March 13, 2019
Press Release

Congressman Michael San Nicolas (D-GUAL), Congressman Gus Bilirakis (R-FL12),  Congresswoman Aumua Radewagen (R-AS00), and Congressman Frank Pallone, Jr. (D-NJ06) have introduced the bi-partisan H.R. 1713, a bill that would grant presumptive herbicide exposure status to U.S. service members who served on the islands of Guam and American Samoa between the period of January 9, 1962 and July 31, 1980, or Johnston Atoll between the period of January 9, 1962 and July 31, 1980. The Lonnie Kilpatrick Central Pacific Relief Act honors a Navy Veteran stationed on Guam who died due to herbicide exposure. Mr. Kilpatrick was awarded his service-connection related this concern shortly before his death. His last words “Make it count” have become a rallying cry for Veterans who advocate justice for their fellow men and women who have become ill due to herbicide exposure. 

“The historical data is conclusive that extremely harmful levels of dioxin were present and service members were undoubtedly exposed. The environment was also impacted, with saturation levels prolonging exposures on a regular basis. The harm is undeniable, and the need for justice equally so,” said Congressman San Nicolas.  

“I am honored to work with my colleague to spearhead the ‘The Lonnie Kilpatrick Central Pacific Herbicide Relief Act.’  We must take care of those who served our country, ensuring that they have access to the care they need as a result of exposure to toxins during their service. This bill is named in honor of my friend and constituent, Lonnie Kilpatrick, who sadly passed away from an illness related to Agent Orange exposure during his service in Guam. I don’t want to see other families continue to suffer the way Lonnie’s has,” said Representative Gus Bilirakis.

Congressman Michael F.Q. San Nicolas“A great many U.S. Veterans live in the Pacific islands, and in American Samoa. We’re proud of our people’s high enlistment rate,” said Congresswoman Aumua Amata. “Through this legislation, our country keeps the national commitment to Veterans, and recognizes the dangers and long-term health risks they faced.”

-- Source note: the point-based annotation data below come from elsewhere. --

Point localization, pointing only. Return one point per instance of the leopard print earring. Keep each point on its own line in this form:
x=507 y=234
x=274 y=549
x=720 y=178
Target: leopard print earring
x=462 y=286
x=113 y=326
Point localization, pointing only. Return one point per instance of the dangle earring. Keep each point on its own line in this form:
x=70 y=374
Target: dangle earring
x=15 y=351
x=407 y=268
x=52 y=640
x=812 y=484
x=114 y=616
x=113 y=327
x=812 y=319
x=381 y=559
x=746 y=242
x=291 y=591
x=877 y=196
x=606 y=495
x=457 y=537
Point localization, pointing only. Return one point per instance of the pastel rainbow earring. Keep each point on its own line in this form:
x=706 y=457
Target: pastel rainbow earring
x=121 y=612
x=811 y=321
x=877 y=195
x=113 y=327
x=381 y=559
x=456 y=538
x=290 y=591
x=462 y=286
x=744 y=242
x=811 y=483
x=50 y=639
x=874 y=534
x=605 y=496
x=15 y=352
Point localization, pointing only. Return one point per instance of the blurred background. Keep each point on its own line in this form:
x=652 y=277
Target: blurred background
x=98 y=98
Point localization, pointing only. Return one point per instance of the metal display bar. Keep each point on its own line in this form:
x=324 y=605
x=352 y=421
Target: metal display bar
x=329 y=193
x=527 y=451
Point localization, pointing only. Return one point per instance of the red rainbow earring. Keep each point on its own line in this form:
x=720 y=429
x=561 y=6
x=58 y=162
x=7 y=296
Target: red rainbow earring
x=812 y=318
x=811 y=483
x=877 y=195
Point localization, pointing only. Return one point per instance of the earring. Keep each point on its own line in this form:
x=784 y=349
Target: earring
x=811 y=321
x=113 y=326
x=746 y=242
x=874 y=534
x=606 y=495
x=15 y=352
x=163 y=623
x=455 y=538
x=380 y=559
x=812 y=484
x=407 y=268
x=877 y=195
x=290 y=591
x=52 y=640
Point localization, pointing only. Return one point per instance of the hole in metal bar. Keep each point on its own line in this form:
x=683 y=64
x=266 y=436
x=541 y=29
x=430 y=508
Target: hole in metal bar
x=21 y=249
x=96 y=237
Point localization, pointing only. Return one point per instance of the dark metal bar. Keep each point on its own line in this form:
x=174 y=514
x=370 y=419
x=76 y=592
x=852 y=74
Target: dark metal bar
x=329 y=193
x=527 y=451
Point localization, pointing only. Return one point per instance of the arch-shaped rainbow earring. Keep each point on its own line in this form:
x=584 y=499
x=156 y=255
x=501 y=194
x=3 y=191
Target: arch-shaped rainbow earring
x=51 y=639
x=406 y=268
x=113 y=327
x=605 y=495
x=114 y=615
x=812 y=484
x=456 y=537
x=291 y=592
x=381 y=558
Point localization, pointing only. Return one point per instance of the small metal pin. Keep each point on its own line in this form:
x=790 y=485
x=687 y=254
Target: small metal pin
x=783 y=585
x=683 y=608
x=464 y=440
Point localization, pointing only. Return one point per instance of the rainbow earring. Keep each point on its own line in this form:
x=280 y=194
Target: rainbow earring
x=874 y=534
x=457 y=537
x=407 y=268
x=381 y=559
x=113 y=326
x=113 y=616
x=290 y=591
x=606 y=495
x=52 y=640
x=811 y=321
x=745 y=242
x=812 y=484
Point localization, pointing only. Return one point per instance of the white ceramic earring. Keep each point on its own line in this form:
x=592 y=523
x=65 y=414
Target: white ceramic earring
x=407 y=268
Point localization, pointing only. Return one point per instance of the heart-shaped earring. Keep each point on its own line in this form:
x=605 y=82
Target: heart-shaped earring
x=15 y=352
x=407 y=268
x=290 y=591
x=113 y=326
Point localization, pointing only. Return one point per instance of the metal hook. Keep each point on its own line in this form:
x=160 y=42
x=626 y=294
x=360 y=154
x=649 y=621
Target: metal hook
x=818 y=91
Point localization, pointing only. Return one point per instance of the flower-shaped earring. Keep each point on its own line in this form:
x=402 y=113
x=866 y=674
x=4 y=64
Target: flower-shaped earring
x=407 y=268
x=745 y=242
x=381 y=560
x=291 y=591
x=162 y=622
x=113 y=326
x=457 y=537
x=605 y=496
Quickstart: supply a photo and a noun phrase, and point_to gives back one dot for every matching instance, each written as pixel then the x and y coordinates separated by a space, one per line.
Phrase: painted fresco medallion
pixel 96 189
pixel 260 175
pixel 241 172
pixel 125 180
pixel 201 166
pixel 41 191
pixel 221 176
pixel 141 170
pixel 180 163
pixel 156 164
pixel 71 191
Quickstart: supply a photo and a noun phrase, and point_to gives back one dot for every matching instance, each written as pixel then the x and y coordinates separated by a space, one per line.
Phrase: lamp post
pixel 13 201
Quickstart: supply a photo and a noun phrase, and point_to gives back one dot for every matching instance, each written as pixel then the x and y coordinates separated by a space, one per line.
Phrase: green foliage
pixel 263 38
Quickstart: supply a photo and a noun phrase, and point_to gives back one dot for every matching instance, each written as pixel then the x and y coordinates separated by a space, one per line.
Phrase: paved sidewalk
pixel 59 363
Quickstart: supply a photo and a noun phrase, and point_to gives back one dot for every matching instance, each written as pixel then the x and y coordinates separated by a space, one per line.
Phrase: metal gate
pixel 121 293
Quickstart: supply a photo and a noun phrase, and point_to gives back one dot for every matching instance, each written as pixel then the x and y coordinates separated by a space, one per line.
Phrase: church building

A recent Government Accountability Office (GOA) report confirmed herbicide use on the islands of Guam and American Samoa, which have negatively impacted veterans stationed at military bases in the 1960's and 1970's.  Additional government documents have confirmed the use of herbicides through 1980. A Public Health assessment of the fire training school at Andersen Air Force Base found a dioxin concentration of 19,000 parts per million. For the general population, a level of 100 parts per billion would still pose a hazard.
Congressman San Nicolas is grateful to Congressman Gus Bilirakis (R-FL12), Congresswoman Aumua Radewagen, and Congressman Frank Pallone, Jr. (D-NJ06) for their commitment towards gaining recognition for our Veterans.  Congressman San Nicolas is equally thankful for the advocacy efforts of Military-Veterans Advocacy Executive Director Commander John B Wells, USN (ret) and Agent Orange Survivors of Guam leader Brian Moyer for their dedication and support towards this mission.